So you were asked to investigate an allegation of workplace bullying. You’ve interviewed the parties concerned and spoken to a reluctant witness. But how do you decide whether or not – on the balance of probability – that the allegation amounts to bullying?
Making a decision can be difficult. Bullies are often clever manipulative individuals. They can appear charming and plausible; and they may also display a great deal of self-belief in their own qualities and importance. Also, when called to account they can counter-attack with distorted facts or allegations of their own. On the other hand, an individual given a perhaps unwanted but reasonable management instruction, can sometimes mistake this for bullying behaviour. So care needs to be taken in reaching conclusions.
Looking for the tell-tale signs of possible bullying is perhaps the best place to start. So for example, is there evidence to suggest that the alleged bully treated the affected individual any differently than others? For example, was he/she:
- Criticised more than others?
- Subjected to nit-picking or repeated fault finding?

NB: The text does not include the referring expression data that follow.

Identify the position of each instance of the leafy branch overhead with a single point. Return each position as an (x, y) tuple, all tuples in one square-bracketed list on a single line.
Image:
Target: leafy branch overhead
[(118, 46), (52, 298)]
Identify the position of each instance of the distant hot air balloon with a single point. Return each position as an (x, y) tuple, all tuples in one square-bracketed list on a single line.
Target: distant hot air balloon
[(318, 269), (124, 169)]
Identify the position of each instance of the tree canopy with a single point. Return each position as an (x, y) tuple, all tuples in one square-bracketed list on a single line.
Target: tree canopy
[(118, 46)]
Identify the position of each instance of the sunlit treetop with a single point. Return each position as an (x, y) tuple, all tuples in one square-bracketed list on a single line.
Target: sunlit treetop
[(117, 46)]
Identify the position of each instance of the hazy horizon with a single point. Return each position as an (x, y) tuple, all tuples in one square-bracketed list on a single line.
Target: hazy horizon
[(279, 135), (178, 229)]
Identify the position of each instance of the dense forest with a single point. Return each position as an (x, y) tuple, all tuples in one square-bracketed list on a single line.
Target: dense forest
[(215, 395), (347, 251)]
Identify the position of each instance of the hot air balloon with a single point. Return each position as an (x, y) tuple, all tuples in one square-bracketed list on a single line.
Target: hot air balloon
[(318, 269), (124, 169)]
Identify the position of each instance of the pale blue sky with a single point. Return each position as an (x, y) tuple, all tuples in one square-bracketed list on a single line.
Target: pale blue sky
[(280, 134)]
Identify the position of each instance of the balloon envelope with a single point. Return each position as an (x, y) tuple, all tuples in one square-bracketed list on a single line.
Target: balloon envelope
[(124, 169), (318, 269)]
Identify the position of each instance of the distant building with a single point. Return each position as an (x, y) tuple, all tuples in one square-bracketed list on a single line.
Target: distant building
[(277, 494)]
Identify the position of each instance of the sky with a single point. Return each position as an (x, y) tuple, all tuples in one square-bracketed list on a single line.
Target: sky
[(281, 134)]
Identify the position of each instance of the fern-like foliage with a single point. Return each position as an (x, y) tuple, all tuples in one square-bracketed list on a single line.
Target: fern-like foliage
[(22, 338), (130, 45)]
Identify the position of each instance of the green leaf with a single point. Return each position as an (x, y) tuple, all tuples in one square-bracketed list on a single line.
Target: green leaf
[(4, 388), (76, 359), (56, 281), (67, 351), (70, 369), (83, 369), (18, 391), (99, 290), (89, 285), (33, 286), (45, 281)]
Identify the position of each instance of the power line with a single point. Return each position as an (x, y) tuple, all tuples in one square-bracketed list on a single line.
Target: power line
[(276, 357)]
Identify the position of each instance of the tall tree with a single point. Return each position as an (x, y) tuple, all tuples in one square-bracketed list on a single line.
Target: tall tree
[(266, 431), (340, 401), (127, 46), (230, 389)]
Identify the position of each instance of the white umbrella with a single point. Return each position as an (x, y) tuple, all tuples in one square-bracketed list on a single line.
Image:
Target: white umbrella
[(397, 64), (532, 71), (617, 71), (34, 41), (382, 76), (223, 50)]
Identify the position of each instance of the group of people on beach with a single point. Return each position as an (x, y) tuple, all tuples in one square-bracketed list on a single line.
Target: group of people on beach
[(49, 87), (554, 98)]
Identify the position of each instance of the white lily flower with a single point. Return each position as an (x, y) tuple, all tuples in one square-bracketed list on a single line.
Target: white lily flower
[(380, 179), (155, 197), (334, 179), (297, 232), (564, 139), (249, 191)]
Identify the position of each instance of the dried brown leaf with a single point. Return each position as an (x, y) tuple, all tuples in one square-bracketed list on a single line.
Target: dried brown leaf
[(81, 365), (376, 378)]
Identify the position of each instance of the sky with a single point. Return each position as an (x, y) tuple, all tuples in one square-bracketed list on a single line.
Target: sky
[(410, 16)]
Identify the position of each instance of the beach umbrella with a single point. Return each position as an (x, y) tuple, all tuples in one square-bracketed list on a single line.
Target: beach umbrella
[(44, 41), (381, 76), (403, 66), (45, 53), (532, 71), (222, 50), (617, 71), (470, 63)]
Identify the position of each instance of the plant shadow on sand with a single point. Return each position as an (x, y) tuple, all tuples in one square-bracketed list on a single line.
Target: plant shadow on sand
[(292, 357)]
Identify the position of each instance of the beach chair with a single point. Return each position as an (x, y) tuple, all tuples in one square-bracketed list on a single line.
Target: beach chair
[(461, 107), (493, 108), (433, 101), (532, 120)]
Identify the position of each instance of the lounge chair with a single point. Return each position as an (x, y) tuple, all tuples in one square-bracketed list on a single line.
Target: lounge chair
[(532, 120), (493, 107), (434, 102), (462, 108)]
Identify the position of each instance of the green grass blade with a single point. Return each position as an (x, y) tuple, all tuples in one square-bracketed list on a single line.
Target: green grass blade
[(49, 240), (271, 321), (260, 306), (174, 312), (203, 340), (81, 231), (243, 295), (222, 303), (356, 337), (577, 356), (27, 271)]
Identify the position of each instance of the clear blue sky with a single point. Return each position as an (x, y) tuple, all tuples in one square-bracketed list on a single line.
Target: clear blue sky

- Scrutinised more than others?
- Ignored or marginalised?
- Made a scapegoat for problems or shortcomings?
These are all indicators of possible bullying behaviour, but some bullies go further. So is there any evidence of abusive or derogatory behaviour? Was the individual:
- Put-down, patronised or humiliated in front of others?
- Subject to shouting, name-calling and/or intimidating language (including in emails/memos etc)?
- Deliberately misrepresented?
- Subjected to informal disciplinary or capability actions without good reason?
- Overruled or undermined, particularly in front of others?
You should also look for signs of bullying in relation to work and performance. Was the individual:
- Being overloaded with work, or was work taken away.
- Being asked to perform unrealistic tasks or keep impossible appointments (or not told about appointments or meetings)
- Having achievements ignored
- Having reasonable requests constantly refused (eg. to attend training, to take holidays, time off etc.)
Taking account of these questions, any of which could apply, you should have a feel for whether or not bullying has occurred. But a key factor of bullying is that it is persistent. So you must also ask:
- Do any of these individual signs occur regularly? or
- If more than one sign, then taken together, do they suggest a long-term pattern of behaviour?
Of course alongside any signs of bullying behaviour, it helps to see how the evidence compares to the organisation’s own policy on bullying, assuming it has one. In particular, you need to decide if the behaviour is consistent with the organisation’s definition of what amounts to workplace bullying.
In the absence of a policy, then the definition offered by Acas will help. Acas describes bullying as:
Offensive, intimidating, malicious or insulting behaviour, an abuse or misuse of power through means that undermine, humiliate, denigrate or injure the recipient.
Now it is also possible that the behaviour is aimed at a protected personal characteristic (race, sex disability, age, belief or religion, gender reassignment, and sexual orientation). If so, such behaviour would amount to harassment; and unlike the bullying described above, this can be a one-off event. Again, you will need to look at your organisation’s definition. Acas describe harassment as:
Unwanted conduct related to a relevant protected characteristic, which has the purpose or effect of violating an individual’s dignity or creating an intimidating, hostile, degrading, humiliating or offensive environment for that individual.
Finally, for the last step before you make your report, you need to consider whether or not the action taken by the alleged bully is reasonable or not in the circumstances; and whether or not the complaint made against the bully is based upon a genuine belief that the individual is being bullied.
This is all about putting the overall picture into context. For example, was the allegation prompted in response to a reasonable request regarding performance? Were actions misunderstood or was information not given clearly? Hopefully the statement from the witness can help you here, but remember, you are trying to find the most plausible explanation.
Indeed, your investigation is not designed to determine innocence or guilt – that would be decided at a disciplinary hearing. But your investigation report will need to conclude either that:
- There is evidence to suggest that bullying has occurred.
- There was no evidence found of bullying, and so no case to answer
- That the evidence suggests problems with behaviour that, while not bullying, will need further consideration (perhaps by informal means).
Once you have submitted your report, then what happens next is a decision for someone else.